Part C: Each correct answer is worth 8.

  1. Two 5-digit positive integers are formed using each of the digits from 0 through 9 once. What is the smallest possible positive difference between the two integers?

    1. \(469\)
    2. \(269\)
    3. \(247\)
    4. \(229\)
    5. \(249\)

  2. In rectangle \(ABCD\), what is the total area of the shaded region?

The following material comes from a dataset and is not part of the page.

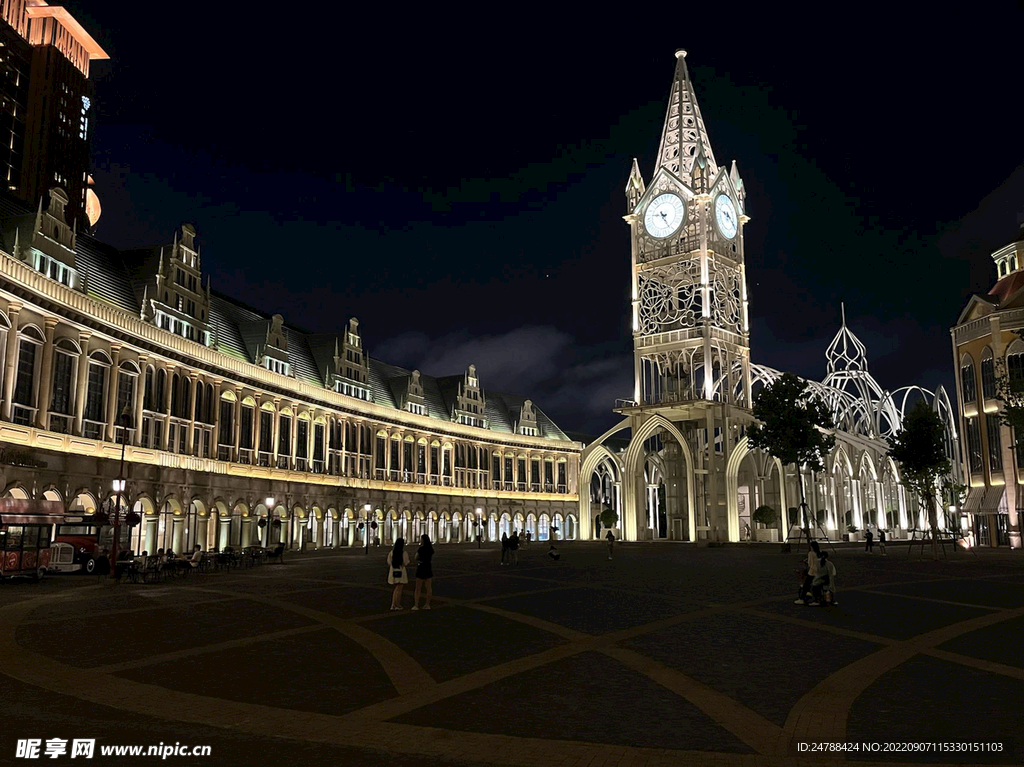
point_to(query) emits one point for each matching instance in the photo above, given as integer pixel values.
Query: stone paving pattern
(668, 654)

    Starting at point A and moving around the rectangle, the vertices are labelled A, B, C, and D, in order. AD equals 6 centimeters. Point F is on BC such that BF equals 5 centimeters and point H is on CD such that CH equals 6 centimeters and HD equals 4 centimeters. Point E is inside rectangle ABCD such that EH equals 2 centimeters and angle EHD equals 90 degrees. Point G is on AB and AE equals EG. Angle AEG measures 90 degrees. Quadrilateral ADHE and quadrilateral BGEF are both shaded.

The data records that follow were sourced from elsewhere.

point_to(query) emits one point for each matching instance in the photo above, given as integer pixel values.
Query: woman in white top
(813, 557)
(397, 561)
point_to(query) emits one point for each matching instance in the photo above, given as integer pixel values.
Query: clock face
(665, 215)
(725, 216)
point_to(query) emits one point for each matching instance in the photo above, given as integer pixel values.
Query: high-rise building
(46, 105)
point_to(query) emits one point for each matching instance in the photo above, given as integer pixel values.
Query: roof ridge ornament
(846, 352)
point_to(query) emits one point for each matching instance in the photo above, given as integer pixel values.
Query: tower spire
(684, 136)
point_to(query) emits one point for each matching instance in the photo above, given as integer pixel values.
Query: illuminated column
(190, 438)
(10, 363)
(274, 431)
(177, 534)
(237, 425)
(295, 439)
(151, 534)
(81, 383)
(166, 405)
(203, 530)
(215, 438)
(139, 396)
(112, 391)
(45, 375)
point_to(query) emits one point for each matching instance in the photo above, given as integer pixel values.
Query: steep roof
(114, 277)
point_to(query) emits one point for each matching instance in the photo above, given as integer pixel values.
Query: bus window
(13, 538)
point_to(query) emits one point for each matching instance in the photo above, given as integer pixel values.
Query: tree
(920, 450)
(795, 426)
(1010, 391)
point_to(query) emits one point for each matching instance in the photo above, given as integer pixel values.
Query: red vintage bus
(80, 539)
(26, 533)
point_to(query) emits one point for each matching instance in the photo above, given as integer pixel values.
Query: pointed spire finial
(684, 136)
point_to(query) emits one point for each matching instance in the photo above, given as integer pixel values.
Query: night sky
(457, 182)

    1. \(25 \textrm{cm}^2\)
    2. \(31 \textrm{cm}^2\)
    3. \(39 \textrm{cm}^2\)
    4. \(35 \textrm{cm}^2\)
    5. \(41 \textrm{cm}^2\)

  3. Zeus starts at the origin \((0,0)\) and can make repeated moves of one unit either up, down, left or right, but cannot make a move in the same direction twice in a row. For example, he cannot move from \((0,0)\) to \((1,0)\) to \((2,0)\). What is the smallest number of moves that he can make to get to the point \((1056,1007)\)?

    1. \(2112\)
    2. \(2161\)
    3. \(2063\)
    4. \(2111\)
    5. \(2113\)

  4. What is the tens digit of \(3^{2016}\)?

    1. \(0\)
    2. \(2\)
    3. \(4\)
    4. \(6\)
    5. \(8\)

  5. In the table, the numbers in each row form an arithmetic sequence when read from left to right.

    18
    43
    40
    \(x\) 26

    Similarly, the numbers in each column form an arithmetic sequence when read from top to bottom. What is the sum of the digits of the value of \(x\)?

    (An arithmetic sequence is a sequence in which each term after the first is obtained from the previous term by adding a constant. For example, \(3,5,7,9\) are the first four terms of an arithmetic sequence.)

    1. \(5\)
    2. \(2\)
    3. \(10\)
    4. \(7\)
    5. \(13\)